I am displeased. I posted, or rather tried to post, a long and involved reply to this and the form, or my computer, or the aether, ate it and now I shall never remember what it was that I said. The rehash:

The amulet. The way you feel when it lights up and you see her rise. Ace. It is a... what is the word? verification? justification? ...of her heart. Because, I'm thinking that the film is less of a phsyical quest.

The questiest part of it is when she goes to find the rat that is  Derek Jacobi. 

The film action is swept along by events, don't you think?

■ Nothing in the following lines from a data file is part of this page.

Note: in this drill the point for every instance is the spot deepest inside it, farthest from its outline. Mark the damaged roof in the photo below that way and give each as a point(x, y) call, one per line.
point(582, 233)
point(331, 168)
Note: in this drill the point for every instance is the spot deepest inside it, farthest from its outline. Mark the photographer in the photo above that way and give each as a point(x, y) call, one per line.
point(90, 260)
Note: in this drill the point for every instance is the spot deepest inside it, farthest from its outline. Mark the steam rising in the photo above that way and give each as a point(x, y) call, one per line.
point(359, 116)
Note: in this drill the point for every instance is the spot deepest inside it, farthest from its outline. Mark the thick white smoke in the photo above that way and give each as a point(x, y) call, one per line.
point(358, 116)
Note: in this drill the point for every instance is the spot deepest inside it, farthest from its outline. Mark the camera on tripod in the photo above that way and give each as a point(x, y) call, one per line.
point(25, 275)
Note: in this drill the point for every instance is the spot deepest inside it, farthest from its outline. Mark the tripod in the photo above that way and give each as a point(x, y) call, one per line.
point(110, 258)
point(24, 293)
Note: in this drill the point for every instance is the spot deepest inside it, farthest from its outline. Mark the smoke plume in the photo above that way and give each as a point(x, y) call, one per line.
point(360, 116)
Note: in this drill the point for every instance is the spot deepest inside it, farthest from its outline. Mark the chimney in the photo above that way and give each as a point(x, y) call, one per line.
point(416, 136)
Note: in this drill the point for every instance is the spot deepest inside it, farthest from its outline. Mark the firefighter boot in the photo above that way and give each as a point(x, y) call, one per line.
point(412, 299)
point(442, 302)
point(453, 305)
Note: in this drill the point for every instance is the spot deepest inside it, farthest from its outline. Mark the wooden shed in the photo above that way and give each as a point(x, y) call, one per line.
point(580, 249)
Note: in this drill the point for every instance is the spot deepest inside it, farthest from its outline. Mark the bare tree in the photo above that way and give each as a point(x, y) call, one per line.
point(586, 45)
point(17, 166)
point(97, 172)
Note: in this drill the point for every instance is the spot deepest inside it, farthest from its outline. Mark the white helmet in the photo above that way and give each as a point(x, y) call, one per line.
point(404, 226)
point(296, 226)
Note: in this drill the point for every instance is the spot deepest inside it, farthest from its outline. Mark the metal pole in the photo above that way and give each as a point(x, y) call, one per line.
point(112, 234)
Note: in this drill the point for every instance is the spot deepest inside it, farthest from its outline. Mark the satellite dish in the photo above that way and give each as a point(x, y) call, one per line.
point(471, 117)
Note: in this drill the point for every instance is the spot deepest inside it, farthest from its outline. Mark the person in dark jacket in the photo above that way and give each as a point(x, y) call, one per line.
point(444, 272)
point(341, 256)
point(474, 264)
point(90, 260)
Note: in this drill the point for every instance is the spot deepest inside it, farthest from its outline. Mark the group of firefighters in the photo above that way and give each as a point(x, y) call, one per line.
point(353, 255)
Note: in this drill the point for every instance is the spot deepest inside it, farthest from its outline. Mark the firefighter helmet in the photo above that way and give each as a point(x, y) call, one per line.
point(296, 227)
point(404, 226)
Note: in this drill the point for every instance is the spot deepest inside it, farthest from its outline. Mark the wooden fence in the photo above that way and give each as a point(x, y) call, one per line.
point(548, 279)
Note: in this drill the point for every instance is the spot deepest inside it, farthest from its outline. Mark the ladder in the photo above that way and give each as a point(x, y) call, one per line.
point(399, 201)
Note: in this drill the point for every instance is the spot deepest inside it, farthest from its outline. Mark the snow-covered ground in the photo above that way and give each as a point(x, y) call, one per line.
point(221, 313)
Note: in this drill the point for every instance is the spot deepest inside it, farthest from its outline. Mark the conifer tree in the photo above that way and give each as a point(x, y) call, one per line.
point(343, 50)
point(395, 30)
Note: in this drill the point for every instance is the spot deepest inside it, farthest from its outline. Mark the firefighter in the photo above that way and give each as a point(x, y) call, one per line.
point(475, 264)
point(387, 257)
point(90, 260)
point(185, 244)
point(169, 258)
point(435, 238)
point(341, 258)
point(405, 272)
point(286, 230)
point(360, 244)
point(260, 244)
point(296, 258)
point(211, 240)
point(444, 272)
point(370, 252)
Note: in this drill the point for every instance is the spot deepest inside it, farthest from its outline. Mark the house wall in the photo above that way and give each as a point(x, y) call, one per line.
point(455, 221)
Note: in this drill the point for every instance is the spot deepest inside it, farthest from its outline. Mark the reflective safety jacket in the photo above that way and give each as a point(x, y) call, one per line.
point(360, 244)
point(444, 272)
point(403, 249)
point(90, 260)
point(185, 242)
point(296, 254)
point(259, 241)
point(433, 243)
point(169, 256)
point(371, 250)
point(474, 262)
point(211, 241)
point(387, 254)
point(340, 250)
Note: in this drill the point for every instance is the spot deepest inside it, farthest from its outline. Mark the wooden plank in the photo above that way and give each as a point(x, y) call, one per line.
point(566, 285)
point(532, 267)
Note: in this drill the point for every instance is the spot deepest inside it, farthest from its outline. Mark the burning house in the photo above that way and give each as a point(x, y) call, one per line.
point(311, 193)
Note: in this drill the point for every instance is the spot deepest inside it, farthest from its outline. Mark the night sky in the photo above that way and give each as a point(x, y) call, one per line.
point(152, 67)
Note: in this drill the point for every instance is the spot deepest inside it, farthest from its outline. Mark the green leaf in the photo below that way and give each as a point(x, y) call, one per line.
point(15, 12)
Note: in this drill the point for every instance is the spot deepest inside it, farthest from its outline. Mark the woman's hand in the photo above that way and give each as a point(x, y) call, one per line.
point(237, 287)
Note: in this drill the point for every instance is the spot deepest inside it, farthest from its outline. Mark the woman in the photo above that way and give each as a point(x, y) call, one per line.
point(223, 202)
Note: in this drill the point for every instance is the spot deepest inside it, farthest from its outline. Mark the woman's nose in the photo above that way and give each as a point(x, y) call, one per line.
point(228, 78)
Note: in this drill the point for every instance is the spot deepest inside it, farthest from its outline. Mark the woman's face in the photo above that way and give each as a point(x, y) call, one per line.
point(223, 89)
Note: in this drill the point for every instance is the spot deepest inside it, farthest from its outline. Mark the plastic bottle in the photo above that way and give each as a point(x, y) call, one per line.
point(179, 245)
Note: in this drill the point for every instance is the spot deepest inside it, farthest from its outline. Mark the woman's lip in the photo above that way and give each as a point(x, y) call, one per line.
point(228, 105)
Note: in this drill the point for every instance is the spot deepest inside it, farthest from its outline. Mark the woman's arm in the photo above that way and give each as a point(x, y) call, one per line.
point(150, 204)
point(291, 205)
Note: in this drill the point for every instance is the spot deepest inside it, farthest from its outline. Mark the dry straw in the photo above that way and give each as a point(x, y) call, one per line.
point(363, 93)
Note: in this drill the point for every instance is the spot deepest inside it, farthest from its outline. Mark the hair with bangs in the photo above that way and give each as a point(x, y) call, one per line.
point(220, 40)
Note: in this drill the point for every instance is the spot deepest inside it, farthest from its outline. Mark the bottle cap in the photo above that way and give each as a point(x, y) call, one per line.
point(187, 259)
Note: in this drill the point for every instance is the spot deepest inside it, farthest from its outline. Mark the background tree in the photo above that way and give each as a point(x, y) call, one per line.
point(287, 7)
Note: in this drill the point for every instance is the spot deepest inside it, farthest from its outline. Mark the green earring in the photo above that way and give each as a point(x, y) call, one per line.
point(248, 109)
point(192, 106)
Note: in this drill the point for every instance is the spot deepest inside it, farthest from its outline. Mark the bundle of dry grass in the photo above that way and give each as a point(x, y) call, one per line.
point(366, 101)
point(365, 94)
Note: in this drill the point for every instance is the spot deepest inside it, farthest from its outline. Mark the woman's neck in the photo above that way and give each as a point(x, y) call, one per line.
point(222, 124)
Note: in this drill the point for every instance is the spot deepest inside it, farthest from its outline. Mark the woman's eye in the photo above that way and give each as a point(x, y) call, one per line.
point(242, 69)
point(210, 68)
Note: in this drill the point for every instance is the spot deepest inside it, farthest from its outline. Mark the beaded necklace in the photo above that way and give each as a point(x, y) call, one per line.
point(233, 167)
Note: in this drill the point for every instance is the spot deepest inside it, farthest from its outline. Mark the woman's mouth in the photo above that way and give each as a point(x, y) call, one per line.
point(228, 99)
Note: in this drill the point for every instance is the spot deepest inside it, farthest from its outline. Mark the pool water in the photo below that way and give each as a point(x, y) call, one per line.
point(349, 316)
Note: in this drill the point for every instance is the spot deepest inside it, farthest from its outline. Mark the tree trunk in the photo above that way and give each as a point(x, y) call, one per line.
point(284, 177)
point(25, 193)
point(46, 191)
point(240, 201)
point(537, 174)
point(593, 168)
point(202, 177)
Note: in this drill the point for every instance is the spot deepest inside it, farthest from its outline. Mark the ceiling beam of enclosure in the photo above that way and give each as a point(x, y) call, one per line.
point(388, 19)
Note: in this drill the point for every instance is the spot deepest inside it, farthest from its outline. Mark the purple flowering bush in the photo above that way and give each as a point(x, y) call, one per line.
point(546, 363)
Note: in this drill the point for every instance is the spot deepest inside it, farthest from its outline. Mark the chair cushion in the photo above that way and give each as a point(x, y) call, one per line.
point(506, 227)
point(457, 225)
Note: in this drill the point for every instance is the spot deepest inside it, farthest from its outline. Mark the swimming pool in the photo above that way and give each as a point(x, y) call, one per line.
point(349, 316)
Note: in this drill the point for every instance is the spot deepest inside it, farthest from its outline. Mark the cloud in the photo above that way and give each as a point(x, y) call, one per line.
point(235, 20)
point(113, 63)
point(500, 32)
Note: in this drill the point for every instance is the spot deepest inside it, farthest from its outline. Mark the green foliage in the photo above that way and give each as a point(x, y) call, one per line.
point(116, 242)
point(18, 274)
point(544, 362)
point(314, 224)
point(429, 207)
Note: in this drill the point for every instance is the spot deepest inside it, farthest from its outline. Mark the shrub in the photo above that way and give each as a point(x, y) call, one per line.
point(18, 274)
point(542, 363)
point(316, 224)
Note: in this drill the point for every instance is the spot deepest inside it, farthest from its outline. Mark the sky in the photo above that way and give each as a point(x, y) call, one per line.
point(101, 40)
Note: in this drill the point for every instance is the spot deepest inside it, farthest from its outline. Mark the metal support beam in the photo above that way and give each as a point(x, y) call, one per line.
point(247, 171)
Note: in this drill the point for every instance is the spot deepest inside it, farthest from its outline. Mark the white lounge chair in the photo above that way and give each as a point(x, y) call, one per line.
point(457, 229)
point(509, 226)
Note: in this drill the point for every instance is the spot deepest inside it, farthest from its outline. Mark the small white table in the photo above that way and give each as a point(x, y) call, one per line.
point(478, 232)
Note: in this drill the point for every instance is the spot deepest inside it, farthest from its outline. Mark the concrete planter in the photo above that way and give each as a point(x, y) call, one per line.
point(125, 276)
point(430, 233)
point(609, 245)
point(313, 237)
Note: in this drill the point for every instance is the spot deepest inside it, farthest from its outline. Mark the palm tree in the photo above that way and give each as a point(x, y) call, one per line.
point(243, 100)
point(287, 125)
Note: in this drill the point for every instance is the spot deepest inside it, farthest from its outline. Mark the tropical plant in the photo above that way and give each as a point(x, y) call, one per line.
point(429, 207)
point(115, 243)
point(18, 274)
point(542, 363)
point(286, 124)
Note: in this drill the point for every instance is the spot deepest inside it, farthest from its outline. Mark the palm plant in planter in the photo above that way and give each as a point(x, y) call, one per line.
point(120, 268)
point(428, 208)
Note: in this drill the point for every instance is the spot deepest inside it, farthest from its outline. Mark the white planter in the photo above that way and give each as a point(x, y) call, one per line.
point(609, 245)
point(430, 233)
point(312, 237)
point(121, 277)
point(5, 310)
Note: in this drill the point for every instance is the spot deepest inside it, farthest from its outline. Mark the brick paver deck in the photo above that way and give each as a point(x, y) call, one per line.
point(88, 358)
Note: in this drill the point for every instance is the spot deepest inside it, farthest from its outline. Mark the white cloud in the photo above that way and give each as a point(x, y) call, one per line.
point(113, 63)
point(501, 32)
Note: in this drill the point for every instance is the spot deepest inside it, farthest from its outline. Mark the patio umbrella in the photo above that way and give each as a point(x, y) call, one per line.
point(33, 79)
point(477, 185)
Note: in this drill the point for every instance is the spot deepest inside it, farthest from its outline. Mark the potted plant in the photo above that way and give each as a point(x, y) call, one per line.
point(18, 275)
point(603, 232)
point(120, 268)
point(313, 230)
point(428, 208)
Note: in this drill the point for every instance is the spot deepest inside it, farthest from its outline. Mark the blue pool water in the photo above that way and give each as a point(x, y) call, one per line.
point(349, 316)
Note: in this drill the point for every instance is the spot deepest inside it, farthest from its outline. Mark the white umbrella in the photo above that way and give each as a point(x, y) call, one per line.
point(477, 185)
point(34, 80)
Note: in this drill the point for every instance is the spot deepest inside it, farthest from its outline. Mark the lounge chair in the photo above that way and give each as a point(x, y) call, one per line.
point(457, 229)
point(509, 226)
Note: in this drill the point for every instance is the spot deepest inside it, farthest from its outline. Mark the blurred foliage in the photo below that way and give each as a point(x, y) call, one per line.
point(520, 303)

So the amulet plays its part as a marker in the mental journey going on at the same time. The prize, the grail, is her finding, and coming into her power, or maybe the proof of her power. And the amulet is brilliant in showing that moment.


----------



## BookStop (Jun 1, 2006)

*The Secret of Nimh*

I just bought The Secret of Nimh because one of my kids loved the book.  I saw it when it first came out, but completely forgot about it.  It is so much fun! It has drama, comedy, mysticism, thrills.  Anyone else out there a fan of this animated kids flick?


----------



## the_faery_queen (Jun 1, 2006)

*Re: The Secret of Nimh*

yep  love the books, love the toon  love it


----------



## j d worthington (Jun 1, 2006)

*Re: The Secret of Nimh*

Oddly, I've never seen this; but I've heard recommendations. Perhaps I should check it out. Yet another thanks I owe you folks for jogging my memory....


----------



## Winters_Sorrow (Jun 1, 2006)

*Re: The Secret of Nimh*

I remember enough that the old owl and the rats scared the bejeezus out of me when I was little


----------



## CarlottaVonUberwald (Jun 21, 2006)

*Re: The Secret of Nimh*

is this as in the rats of nimh? or something different ( my memory is not what it  used to be)


----------



## BookStop (Jun 21, 2006)

*Re: The Secret of Nimh*

Yep- film adaptation of Mrs. Frisby and the Rats of Nimh


----------



## CarlottaVonUberwald (Jun 21, 2006)

*Re: The Secret of Nimh*

immense i loved that book
although i hate rats...
illogical and kool


----------



## weaveworld (Jun 21, 2006)

*Re: The Secret of Nimh*

*Read when I was a young yin, loved it!*


----------



## Nesacat (Jun 22, 2006)

*Re: The Secret of Nimh*

Love the books and the film. Still have the books on my shelves and have a read every so often. Nasty things those rats.


----------



## Carolyn Hill (Jun 22, 2006)

*Re: The Secret of Nimh*

Hey! Lay off the rats!  

Anyhow, I loved the books.  Images of a tractor coming to tear up my home haunt me.


----------